What Gallagher actually did was identify a market with desperate demand (GLP-1 drugs have an 18-month waitlist through traditional healthcare), find infrastructure providers who handle the regulated parts (CareValidate and OpenLoop), and build a marketing and checkout layer on top with AI. The total addressable market did the heavy lifting. The AI tools did the execution.
The replicable part: using AI to replace traditionally human-dependent business functions. Customer service, ad creative, website development, analytics, and communications are all genuinely replaceable by AI tools today. Gallagher proved that at scale. That part of the playbook works for anyone building a service business, from automation consulting to AI bot building to digital products.
The non-replicable part: the specific market timing. GLP-1 drugs exploded in demand at the exact moment AI tools became capable enough to run a one-person operation. That convergence won’t happen again for this specific category. Someone building the same thing today faces 30+ competitors who all read the same NYT article.
The lesson that actually transfers: don’t try to copy Medvi. Study the architecture. One person owning the customer relationship, outsourcing the regulated infrastructure, and using AI for everything in between. That model works in dozens of industries. Telehealth just happened to be the one where the margins were absurd enough to make the story go viral.
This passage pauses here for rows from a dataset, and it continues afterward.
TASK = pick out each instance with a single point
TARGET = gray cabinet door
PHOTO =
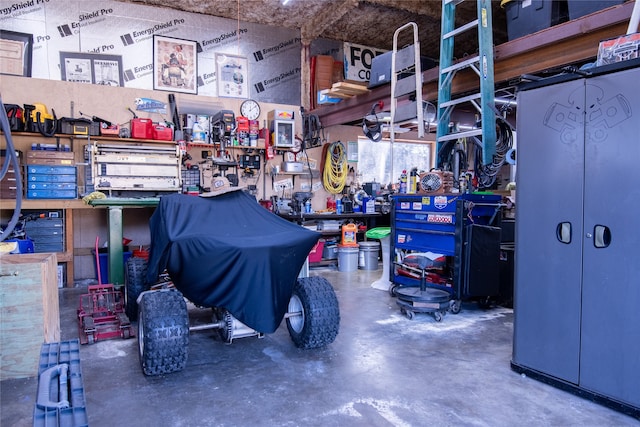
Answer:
(610, 353)
(549, 227)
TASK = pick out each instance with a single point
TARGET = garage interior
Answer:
(504, 295)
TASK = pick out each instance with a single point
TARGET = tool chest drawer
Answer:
(51, 182)
(46, 229)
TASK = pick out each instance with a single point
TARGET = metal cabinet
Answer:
(577, 276)
(462, 227)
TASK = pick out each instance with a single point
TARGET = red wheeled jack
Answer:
(101, 315)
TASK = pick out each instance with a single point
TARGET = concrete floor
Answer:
(382, 370)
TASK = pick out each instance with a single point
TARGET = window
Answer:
(374, 159)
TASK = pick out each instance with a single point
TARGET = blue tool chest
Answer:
(51, 182)
(452, 225)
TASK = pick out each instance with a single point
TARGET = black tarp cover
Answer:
(228, 251)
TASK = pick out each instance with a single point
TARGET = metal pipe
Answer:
(217, 325)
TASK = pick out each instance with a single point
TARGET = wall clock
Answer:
(250, 109)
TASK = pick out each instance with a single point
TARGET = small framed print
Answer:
(92, 68)
(175, 65)
(232, 76)
(16, 50)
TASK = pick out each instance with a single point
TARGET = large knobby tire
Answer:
(163, 332)
(313, 316)
(135, 284)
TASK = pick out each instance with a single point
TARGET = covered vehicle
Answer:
(228, 253)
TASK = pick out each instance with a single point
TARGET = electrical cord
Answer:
(11, 157)
(486, 174)
(313, 133)
(334, 175)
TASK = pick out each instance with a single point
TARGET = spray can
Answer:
(413, 181)
(403, 182)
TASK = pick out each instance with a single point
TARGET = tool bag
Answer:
(80, 126)
(38, 119)
(15, 114)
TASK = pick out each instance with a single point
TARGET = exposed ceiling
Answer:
(368, 22)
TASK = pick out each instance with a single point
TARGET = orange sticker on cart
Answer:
(440, 219)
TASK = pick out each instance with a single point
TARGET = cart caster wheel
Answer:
(392, 290)
(455, 306)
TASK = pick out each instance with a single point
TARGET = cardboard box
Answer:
(324, 98)
(619, 49)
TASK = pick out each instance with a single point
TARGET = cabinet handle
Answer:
(563, 232)
(602, 236)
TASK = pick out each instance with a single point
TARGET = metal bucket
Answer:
(347, 258)
(368, 255)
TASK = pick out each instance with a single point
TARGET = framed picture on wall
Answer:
(16, 51)
(175, 65)
(95, 68)
(232, 76)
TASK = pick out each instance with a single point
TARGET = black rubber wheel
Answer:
(163, 332)
(136, 273)
(392, 290)
(313, 316)
(456, 306)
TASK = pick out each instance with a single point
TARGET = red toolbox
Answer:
(162, 133)
(141, 128)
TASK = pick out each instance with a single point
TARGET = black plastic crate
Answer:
(579, 8)
(190, 178)
(526, 17)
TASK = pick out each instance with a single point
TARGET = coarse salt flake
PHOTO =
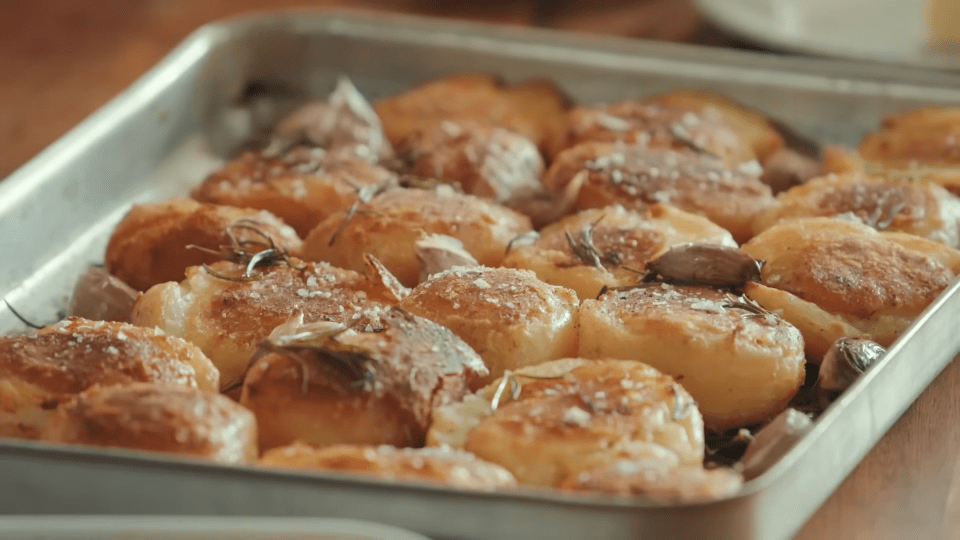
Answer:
(576, 416)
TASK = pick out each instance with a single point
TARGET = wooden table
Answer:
(62, 59)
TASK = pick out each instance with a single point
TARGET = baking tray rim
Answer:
(197, 45)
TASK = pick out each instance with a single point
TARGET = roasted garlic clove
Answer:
(99, 296)
(439, 252)
(706, 264)
(843, 363)
(786, 168)
(773, 441)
Medvi AI FAQ: Revenue, Tools and Concerns
Medvi outsourced all regulated healthcare functions (doctors, prescriptions, pharmacy, shipping, compliance) to CareValidate and OpenLoop Health. Matthew Gallagher used ChatGPT, Claude, Grok, Midjourney, Runway, and ElevenLabs to build and run everything else: the website, ad creative, customer service, analytics, and checkout flow. He owned only the customer relationship layer while the infrastructure providers handled the rest. The New York Times verified the financials.
ChatGPT, Claude, and Grok for code and website copy. Midjourney and Runway for ad creative and video content. ElevenLabs for AI-generated voice communications with customers. Custom AI agents for real-time business analytics and performance monitoring. No human designers, engineers, marketers, or customer service representatives were employed.
Yes. In February 2026, the FDA sent Medvi a formal warning letter for falsely implying it was the compounder of its GLP-1 drugs and using language suggesting FDA approval that compounded products do not have. Medvi was one of over 30 telehealth companies that received similar warnings during an industry-wide FDA crackdown in early 2026.
Medvi had a documented IDOR security vulnerability where changing a sequential number in a patient approval page URL exposed other patients’ complete records including name, email, phone, weight, and medication orders with no authentication required. The company also had issues with its AI customer service chatbot fabricating drug prices and hallucinating product lines. These incidents reflect the risks of running a scaled operation with a two-person team and no dedicated security personnel.